実 務家になるという覚悟、なりたいという気持ち、法律を使い倒してやるのだという姿勢、試験を攻略してやるのだという気概、そういったものを持てずにいた。 周りが持っているそれとの温度差を感じていたし、それに取り残された感じがしていた。それは知識量や勉強量等々、つまり実力に、当然のように影響した。 バッドなスパイラルだった。


試験期間は5日間だった。1日目がマークシート式、2日目が論述式、3日目が休みで、4日目と5日目が論述式。試験時間はトータルで22.5時間。それでも時間は基本的に足りない。
眠くなったり少しでもぼんやりするような時間は、実際ない。問題は、法務省のWebサイトに掲載されているけれどまあまあ長い。各問、平均A4で4,5枚くらいだろうか。

体 力的にもシビアな試験で、長時間の筆記が肩や腕や手をくたくたにしてしまう。座りっぱなしなので座布団とか膝かけを持参している人も多い。人目をはばから ずバンテリンを首から肩に塗りたくる女子、とか、でこぼこフレンズ(NHK教育のちょっとしたアニメコーナー。お子さんのものかと思われる)の毛布を持参 する男性、とか、冷えピタを額に貼って闊歩する女子、とか、普段あまり見られない光景が見られる。メガネ率は異常に高いが、全然心踊らない。これはメガネ 好きではなかったのだということが改めて証明された出来事だった。残念なことだ。

なりふり構わない、ということの清々しさとか、そうは 言ってもちゃんとお洒落している人々とか(つまりGUCCIのバッグにたくさん本を詰め込んでGUCCIの靴でカツカツと登場するきれいな女の人とか、毎 日変わるシュシュが可愛い大きなカバンを持った女の子とか)もいて、そんないろんな彼らとは、敵同士のような、仲間同士のような。

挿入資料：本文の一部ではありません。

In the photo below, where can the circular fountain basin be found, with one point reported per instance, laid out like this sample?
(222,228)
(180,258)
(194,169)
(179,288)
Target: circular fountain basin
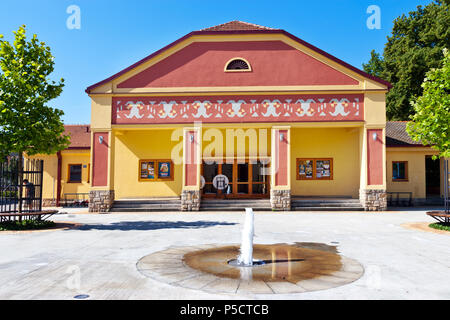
(278,268)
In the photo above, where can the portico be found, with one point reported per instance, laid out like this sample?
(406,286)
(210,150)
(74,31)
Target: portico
(243,114)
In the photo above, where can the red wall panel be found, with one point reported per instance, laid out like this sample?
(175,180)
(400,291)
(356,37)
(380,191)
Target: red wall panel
(375,157)
(100,160)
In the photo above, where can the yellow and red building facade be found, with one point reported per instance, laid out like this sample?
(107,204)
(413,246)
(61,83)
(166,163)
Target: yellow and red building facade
(242,111)
(292,120)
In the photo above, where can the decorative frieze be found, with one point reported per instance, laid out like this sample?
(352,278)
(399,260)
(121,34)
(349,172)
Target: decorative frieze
(101,200)
(49,202)
(190,200)
(373,200)
(280,200)
(283,108)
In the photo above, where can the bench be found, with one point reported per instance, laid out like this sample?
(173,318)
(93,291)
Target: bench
(440,216)
(76,200)
(41,215)
(394,198)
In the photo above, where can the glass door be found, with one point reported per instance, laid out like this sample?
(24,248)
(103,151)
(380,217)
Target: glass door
(247,179)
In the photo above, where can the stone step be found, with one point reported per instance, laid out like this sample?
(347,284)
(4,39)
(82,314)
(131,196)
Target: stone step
(327,209)
(327,200)
(142,205)
(146,209)
(326,204)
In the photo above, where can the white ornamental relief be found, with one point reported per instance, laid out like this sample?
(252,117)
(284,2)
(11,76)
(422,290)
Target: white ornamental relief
(202,108)
(339,107)
(236,109)
(271,108)
(134,109)
(305,108)
(167,110)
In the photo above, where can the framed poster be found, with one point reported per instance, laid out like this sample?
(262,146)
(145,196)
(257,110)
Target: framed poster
(315,169)
(323,169)
(155,170)
(164,169)
(305,169)
(147,169)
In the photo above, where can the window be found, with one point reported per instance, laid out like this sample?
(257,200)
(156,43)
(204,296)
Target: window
(74,173)
(155,170)
(400,171)
(237,65)
(315,169)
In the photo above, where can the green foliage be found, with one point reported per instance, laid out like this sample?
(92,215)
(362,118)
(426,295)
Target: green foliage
(26,225)
(27,124)
(440,226)
(375,66)
(431,121)
(414,47)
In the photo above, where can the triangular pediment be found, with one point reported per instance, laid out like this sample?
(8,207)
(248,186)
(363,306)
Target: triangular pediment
(273,63)
(277,60)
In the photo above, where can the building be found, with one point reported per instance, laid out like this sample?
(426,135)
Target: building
(242,111)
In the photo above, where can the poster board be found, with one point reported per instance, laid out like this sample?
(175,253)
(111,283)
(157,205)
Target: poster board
(314,168)
(156,170)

4日目、つまり最終日前 日の試験終了後はなんだか晴れ晴れとしていた。一週間で一番素敵なのは金曜日なのと同じだ。

ある程度の緊張感と敵愾心と不安が渦巻いているような空気の中で、顔見知りや友人に出会って、お互いの直面しているものには触れないままの、なんだか宙に浮いたようなやりとり。久々すぎるのだ。学部の卒業以来会ってないとか、そんな感じだ。にしても久々。

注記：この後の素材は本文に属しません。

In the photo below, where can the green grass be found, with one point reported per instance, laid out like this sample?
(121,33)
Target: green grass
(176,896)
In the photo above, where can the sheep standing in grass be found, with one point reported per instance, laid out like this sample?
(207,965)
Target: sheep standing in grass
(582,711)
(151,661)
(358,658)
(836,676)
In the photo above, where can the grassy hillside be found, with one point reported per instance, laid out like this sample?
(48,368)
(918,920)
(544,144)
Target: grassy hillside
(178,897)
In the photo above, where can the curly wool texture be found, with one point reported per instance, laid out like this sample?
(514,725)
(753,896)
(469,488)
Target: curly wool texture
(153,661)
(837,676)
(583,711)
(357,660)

今は、無事全て受けおおせた(白紙答案でなしに)ということが満足であり、これは直前の体調を考えると奇跡に近いと思う。感動的にそう思うのではなく、事実としてそう思う。


結局、絶対的に勉強量が足りないのはわかっていて受けた。背中を押したのはスティーブ・ジョブズの
"If today were the last day of my life,would I want to do what I am about to do today?"
だった。そういわれた時、なんだか受けたかったし、勉強したかったのだ。ふられることがわかっていても、I was still in loveだった。

試験についてちゃんと向き合えずにいたのを、向き合えた今、総括すべきだと思った。

試験はただそこにあって、法律の知識と論理的思考力を問うていた。意地悪でも取って食われるわけでもなんでもなかった。怖くもずるくもなかった。
試験を怖がらなくなった、もっといえば、試験に落ちること、拒否されることを怖がらなくなった時、コンプレックスは消えていた。そこに試験があり、受験資格があったからそれを受けただけだ。

少なくとも、2年前に受けた時より多くのことがわかっている。と思う。
受けてよかったと思う。来年また受けたいと思えた。


友人の言に、「同じ負けるのでも負け方があると思う」というのがある。
至言だと思う。
負け試合を意気揚々と、とはブログ「椿ひらいて墓がある」の言葉だけれど。清々しくてよしとする。
勿論次は勝ちに行くけれども。
まあ人生総じて見れば負け試合なのかもしれぬ。